May 29, 2003

Retirement Reform Bill Passes House

NCEO founder and senior staff member

The House has passed H.R. 1000, the Pension Security Act of 2003. The bill would exclude all ESOPs from its requirements except ESOPs in public companies that are combined with 401(k) plans or that allow employees to buy stock through deferrals into the plan. For these plans, as well as for 401(k) plans:

  • Employees would have to be able to sell employer stock contributed by employers after it had been in their accounts for three years or the workers had been in the plan for three years (at the company's choice).
  • Stock purchased by employees could be diversified immediately, subject to rules for periodic trading requirements in the plan.
  • Companies could not require that employees invest in company stock.
  • Companies would have to provide quarterly account statements, including statements concerning the virtues of diversification.
  • For companies with stock already in the plan, the rules would phase in at 20% of the assets in company stock per year.
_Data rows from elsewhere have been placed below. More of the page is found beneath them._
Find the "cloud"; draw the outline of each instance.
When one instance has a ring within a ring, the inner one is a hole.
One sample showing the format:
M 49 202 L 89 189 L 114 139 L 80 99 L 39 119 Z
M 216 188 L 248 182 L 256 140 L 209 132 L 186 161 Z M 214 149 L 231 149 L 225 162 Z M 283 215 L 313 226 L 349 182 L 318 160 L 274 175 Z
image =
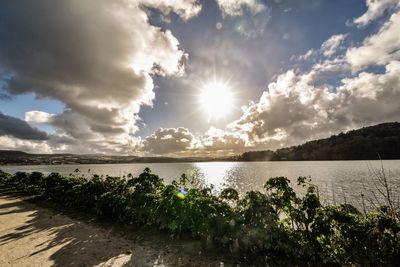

Other provisions in the bill would provide fiduciary exemptions for advice to employees from companies operating the 401(k) plan, as well as outside advisors. It would also allow companies to apply to the Secretary of Labor to test their defined contribution plans for discrimination based on a "facts and circumstances" exemption from normal eligibility rules.

The Senate has yet to move on pension reform, even at the committee level, making prospects for the legislation uncertain this year.